At the time of the attack on Pearl Harbor, Suzukaze was assigned to Destroyer Division 24 of Destroyer Squadron 4 of the IJN 2nd Fleet together with her sister ships Umikaze, Kawakaze, and Yamakaze, and had sortied from Palau as part of the Philippine invasion force, covering landings at Legaspi and Lamon Bay. From January 1942, Suzukaze participated in operations in the Netherlands East Indies, including the invasion of Tarakan Island. She was later assigned to patrols of Staring Bay in the Sulawesi, where she was torpedoed on 4 February 1942 by the submarine USS Sculpin. The resultant explosion killed nine crewmen and caused extensive damage, requiring a return to Sasebo Naval Arsenal at the end of March for repairs.

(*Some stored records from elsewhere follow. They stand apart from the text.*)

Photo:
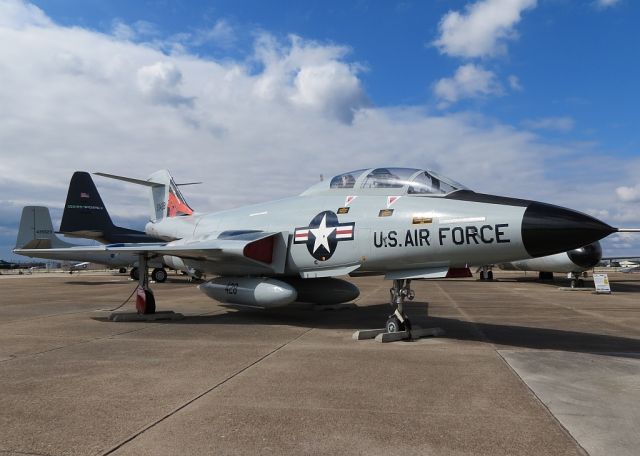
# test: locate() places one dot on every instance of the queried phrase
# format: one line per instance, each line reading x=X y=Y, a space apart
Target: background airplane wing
x=240 y=252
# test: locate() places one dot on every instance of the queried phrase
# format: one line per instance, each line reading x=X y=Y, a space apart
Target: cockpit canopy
x=396 y=181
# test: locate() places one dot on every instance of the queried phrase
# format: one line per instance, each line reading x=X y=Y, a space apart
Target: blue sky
x=528 y=98
x=572 y=58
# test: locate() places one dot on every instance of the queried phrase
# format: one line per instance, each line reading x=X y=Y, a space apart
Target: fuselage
x=411 y=232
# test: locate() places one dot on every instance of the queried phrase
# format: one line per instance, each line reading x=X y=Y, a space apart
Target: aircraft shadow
x=374 y=317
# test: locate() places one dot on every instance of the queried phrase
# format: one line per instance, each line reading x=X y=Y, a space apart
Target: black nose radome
x=548 y=229
x=587 y=256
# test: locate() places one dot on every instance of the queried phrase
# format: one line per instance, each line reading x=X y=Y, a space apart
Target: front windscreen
x=426 y=183
x=388 y=177
x=346 y=180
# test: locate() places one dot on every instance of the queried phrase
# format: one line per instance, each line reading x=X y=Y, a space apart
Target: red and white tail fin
x=166 y=198
x=172 y=204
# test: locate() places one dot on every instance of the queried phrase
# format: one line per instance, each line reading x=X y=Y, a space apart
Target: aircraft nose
x=587 y=256
x=548 y=229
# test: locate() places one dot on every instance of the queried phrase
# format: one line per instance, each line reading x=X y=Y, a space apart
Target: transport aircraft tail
x=36 y=230
x=85 y=215
x=166 y=198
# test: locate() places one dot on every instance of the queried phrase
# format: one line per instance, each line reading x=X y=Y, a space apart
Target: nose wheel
x=398 y=320
x=398 y=326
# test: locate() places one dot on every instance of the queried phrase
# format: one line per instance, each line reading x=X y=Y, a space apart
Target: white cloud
x=18 y=15
x=602 y=4
x=629 y=194
x=254 y=129
x=562 y=124
x=131 y=32
x=469 y=81
x=309 y=75
x=221 y=34
x=161 y=82
x=482 y=29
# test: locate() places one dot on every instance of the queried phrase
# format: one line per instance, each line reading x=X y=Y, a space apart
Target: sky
x=535 y=99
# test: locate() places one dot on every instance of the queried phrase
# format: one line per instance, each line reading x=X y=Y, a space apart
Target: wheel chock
x=134 y=316
x=381 y=334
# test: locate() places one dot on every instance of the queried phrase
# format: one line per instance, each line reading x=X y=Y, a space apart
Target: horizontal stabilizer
x=248 y=253
x=131 y=180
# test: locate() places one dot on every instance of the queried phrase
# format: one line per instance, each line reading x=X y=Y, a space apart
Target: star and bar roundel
x=323 y=234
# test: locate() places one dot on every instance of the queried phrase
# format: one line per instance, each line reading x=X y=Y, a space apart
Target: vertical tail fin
x=85 y=215
x=36 y=230
x=169 y=202
x=166 y=198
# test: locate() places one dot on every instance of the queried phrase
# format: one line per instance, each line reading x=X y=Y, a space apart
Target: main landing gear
x=398 y=326
x=486 y=273
x=158 y=275
x=145 y=300
x=576 y=279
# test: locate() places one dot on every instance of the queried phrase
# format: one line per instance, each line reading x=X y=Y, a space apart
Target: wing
x=239 y=252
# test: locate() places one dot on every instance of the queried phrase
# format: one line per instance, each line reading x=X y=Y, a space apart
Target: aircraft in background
x=84 y=216
x=8 y=265
x=402 y=223
x=624 y=264
x=78 y=267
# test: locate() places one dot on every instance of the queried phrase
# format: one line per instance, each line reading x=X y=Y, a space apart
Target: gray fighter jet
x=401 y=223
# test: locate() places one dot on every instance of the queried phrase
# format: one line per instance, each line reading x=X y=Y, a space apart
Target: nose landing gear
x=398 y=326
x=398 y=320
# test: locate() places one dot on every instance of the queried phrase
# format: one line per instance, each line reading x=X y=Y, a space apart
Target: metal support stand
x=398 y=326
x=145 y=301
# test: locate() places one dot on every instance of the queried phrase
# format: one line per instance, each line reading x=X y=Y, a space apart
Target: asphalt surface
x=524 y=368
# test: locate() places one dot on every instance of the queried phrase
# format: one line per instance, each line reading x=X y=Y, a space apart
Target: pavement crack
x=204 y=393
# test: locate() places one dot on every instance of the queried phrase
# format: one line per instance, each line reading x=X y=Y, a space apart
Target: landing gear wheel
x=159 y=275
x=394 y=325
x=145 y=302
x=545 y=275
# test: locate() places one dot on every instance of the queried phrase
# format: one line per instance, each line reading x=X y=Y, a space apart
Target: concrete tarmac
x=524 y=368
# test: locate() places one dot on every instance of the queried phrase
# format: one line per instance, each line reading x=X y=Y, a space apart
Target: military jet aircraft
x=37 y=239
x=401 y=223
x=84 y=216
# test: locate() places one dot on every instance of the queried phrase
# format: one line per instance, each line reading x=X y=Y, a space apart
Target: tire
x=159 y=275
x=145 y=302
x=393 y=325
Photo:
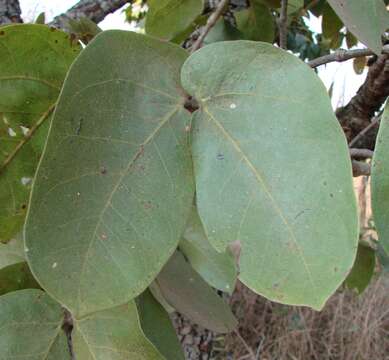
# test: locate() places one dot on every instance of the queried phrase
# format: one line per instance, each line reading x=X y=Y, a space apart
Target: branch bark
x=283 y=24
x=95 y=10
x=10 y=12
x=356 y=116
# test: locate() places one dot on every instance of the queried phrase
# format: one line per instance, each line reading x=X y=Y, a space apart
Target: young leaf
x=217 y=269
x=256 y=22
x=157 y=327
x=272 y=170
x=112 y=334
x=380 y=181
x=363 y=269
x=29 y=88
x=190 y=295
x=166 y=19
x=366 y=19
x=31 y=327
x=115 y=185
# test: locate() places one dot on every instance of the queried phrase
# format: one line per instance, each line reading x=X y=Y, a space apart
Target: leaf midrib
x=265 y=188
x=164 y=120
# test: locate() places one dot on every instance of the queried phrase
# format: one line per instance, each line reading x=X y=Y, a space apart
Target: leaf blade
x=242 y=142
x=104 y=174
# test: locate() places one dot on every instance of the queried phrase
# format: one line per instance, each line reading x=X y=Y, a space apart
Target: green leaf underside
x=31 y=327
x=366 y=19
x=167 y=19
x=256 y=22
x=218 y=269
x=112 y=334
x=190 y=295
x=363 y=269
x=272 y=170
x=380 y=182
x=34 y=60
x=157 y=327
x=12 y=252
x=115 y=184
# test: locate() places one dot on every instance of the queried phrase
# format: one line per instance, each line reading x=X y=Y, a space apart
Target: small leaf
x=267 y=174
x=31 y=327
x=217 y=269
x=190 y=295
x=112 y=334
x=362 y=270
x=115 y=185
x=380 y=181
x=359 y=64
x=168 y=18
x=157 y=327
x=29 y=87
x=366 y=19
x=256 y=22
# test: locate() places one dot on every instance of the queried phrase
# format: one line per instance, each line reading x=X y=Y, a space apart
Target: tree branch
x=344 y=55
x=209 y=25
x=10 y=12
x=356 y=116
x=283 y=24
x=95 y=10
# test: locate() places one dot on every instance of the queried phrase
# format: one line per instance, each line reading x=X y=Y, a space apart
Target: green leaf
x=31 y=327
x=41 y=19
x=222 y=31
x=112 y=334
x=190 y=295
x=363 y=269
x=168 y=18
x=12 y=252
x=16 y=277
x=380 y=181
x=157 y=327
x=256 y=22
x=115 y=185
x=29 y=87
x=366 y=19
x=294 y=6
x=272 y=170
x=14 y=271
x=217 y=269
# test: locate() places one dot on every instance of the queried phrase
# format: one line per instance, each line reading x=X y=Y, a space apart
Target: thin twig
x=27 y=138
x=344 y=55
x=364 y=131
x=209 y=25
x=361 y=153
x=247 y=347
x=360 y=168
x=67 y=327
x=283 y=24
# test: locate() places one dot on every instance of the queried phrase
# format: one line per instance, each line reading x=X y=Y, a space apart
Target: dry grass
x=350 y=327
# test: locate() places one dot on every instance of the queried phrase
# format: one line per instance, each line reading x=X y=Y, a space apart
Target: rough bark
x=10 y=12
x=358 y=113
x=95 y=10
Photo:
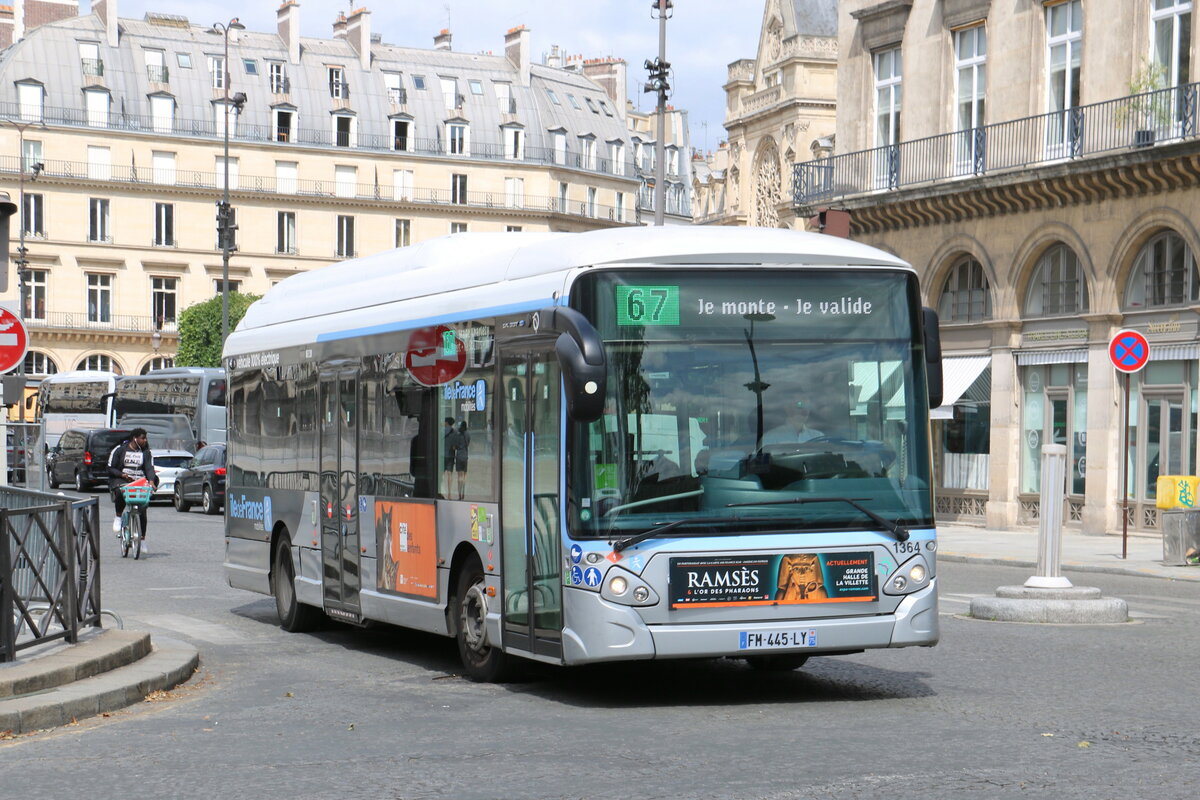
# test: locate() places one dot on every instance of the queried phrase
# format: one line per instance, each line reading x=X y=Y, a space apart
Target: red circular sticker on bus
x=435 y=355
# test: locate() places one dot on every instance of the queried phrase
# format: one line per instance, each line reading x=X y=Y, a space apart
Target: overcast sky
x=703 y=36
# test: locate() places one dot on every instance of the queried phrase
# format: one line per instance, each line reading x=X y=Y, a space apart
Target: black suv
x=82 y=457
x=203 y=481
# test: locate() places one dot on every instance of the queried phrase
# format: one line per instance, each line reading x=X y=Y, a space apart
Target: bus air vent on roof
x=166 y=20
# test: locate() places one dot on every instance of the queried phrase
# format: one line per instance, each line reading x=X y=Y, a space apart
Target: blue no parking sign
x=1129 y=352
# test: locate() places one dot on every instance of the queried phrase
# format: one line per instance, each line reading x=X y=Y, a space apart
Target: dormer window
x=276 y=79
x=31 y=101
x=514 y=143
x=89 y=59
x=216 y=70
x=457 y=138
x=587 y=152
x=391 y=82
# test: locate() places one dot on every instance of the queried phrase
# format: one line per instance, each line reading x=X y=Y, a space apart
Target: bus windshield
x=753 y=401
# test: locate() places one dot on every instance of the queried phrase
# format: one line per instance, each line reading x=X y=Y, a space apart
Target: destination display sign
x=821 y=304
x=783 y=579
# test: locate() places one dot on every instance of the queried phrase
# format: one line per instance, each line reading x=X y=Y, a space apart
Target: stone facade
x=777 y=106
x=1045 y=209
x=345 y=146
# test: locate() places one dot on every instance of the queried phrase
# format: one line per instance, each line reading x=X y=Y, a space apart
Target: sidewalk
x=1080 y=552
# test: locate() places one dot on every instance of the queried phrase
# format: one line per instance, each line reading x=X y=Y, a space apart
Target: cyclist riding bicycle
x=130 y=461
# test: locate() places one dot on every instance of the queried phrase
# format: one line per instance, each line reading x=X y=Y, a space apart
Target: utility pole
x=223 y=222
x=659 y=70
x=22 y=262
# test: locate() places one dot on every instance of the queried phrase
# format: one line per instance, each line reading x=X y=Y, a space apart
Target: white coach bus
x=647 y=443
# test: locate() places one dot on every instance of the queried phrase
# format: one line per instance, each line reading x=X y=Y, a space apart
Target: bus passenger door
x=529 y=498
x=339 y=494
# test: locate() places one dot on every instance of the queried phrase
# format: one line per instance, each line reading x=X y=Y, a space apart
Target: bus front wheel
x=481 y=661
x=294 y=615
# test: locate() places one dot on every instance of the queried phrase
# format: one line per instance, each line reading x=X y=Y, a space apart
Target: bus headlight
x=628 y=589
x=909 y=577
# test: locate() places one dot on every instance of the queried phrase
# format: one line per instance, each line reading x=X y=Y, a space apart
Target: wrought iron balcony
x=346 y=190
x=1081 y=132
x=481 y=149
x=100 y=322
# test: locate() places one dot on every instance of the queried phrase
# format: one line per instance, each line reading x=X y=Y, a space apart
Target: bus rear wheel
x=294 y=615
x=481 y=661
x=778 y=662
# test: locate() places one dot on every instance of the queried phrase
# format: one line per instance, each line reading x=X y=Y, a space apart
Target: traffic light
x=7 y=208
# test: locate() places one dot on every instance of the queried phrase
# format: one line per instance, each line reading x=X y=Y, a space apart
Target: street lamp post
x=660 y=70
x=22 y=262
x=223 y=226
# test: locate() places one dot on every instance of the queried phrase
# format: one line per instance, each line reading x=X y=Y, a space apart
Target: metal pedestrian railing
x=49 y=567
x=1111 y=126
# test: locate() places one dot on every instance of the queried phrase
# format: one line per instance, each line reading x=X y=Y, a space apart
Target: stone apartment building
x=1039 y=163
x=343 y=145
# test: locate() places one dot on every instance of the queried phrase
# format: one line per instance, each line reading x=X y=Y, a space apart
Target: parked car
x=81 y=457
x=203 y=481
x=167 y=465
x=16 y=458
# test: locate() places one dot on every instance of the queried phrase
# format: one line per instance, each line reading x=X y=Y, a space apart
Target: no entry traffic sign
x=1129 y=352
x=435 y=355
x=13 y=340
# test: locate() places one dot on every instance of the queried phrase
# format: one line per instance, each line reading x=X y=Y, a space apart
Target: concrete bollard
x=1054 y=487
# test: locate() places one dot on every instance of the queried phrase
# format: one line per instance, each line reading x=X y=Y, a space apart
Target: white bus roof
x=507 y=260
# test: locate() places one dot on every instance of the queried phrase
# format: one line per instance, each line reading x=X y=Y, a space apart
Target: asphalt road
x=996 y=710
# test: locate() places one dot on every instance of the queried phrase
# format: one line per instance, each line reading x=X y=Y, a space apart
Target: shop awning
x=958 y=374
x=1036 y=358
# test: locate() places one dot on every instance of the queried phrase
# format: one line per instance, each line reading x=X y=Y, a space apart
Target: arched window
x=966 y=296
x=1163 y=275
x=1059 y=286
x=99 y=364
x=39 y=364
x=159 y=362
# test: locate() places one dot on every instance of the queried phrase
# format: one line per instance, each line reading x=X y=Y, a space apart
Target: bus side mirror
x=581 y=359
x=933 y=355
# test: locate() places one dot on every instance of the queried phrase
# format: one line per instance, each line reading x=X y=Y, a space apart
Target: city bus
x=196 y=392
x=81 y=398
x=564 y=447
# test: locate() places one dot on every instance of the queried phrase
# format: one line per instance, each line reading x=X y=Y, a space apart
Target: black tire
x=294 y=615
x=481 y=661
x=778 y=662
x=178 y=499
x=136 y=534
x=209 y=501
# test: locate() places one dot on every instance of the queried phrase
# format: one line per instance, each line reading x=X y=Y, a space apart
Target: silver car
x=167 y=464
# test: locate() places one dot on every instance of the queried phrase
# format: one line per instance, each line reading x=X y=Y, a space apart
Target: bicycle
x=136 y=498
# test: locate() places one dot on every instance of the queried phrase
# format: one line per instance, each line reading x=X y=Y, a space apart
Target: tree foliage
x=199 y=329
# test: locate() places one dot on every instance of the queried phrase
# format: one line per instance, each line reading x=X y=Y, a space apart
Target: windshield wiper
x=649 y=533
x=899 y=531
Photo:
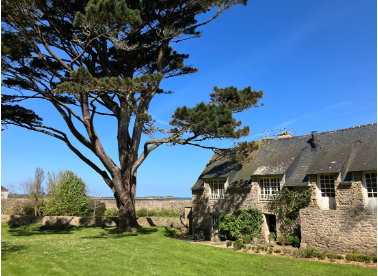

Suzukaze was reassigned to the IJN 1st Fleet on 10 April, and back to the IJN 2nd Fleet on 14 June. In mid-August, she returned to active duty, escorting the aircraft carrier Chitose to Truk and continuing on to join the rest of the fleet at Guadalcanal. After the Battle of the Eastern Solomons on 28 August, she escorted the damaged cruiser Jintsu back to Truk. In the remainder of August through early November, Suzukaze participated in twelve "Tokyo Express" high speed transport runs or surface attack missions to Guadalcanal, as well as participating briefly in the Battle of the Santa Cruz Islands on 26 October under Admiral Nobutake Kondō. During the First Naval Battle of Guadalcanal on the night of 12–13 November 1942, Suzukaze rescued 1100 survivors from the torpedoed transport Naka Maru. For the rest of the month, Suzukaze patrolled between Shortland Island, Buna and Rabaul. During the Battle of Tassafaronga on 30 November, Suzukaze barely avoided being struck by a salvo of torpedoes fired from the American destroyer USS Drayton.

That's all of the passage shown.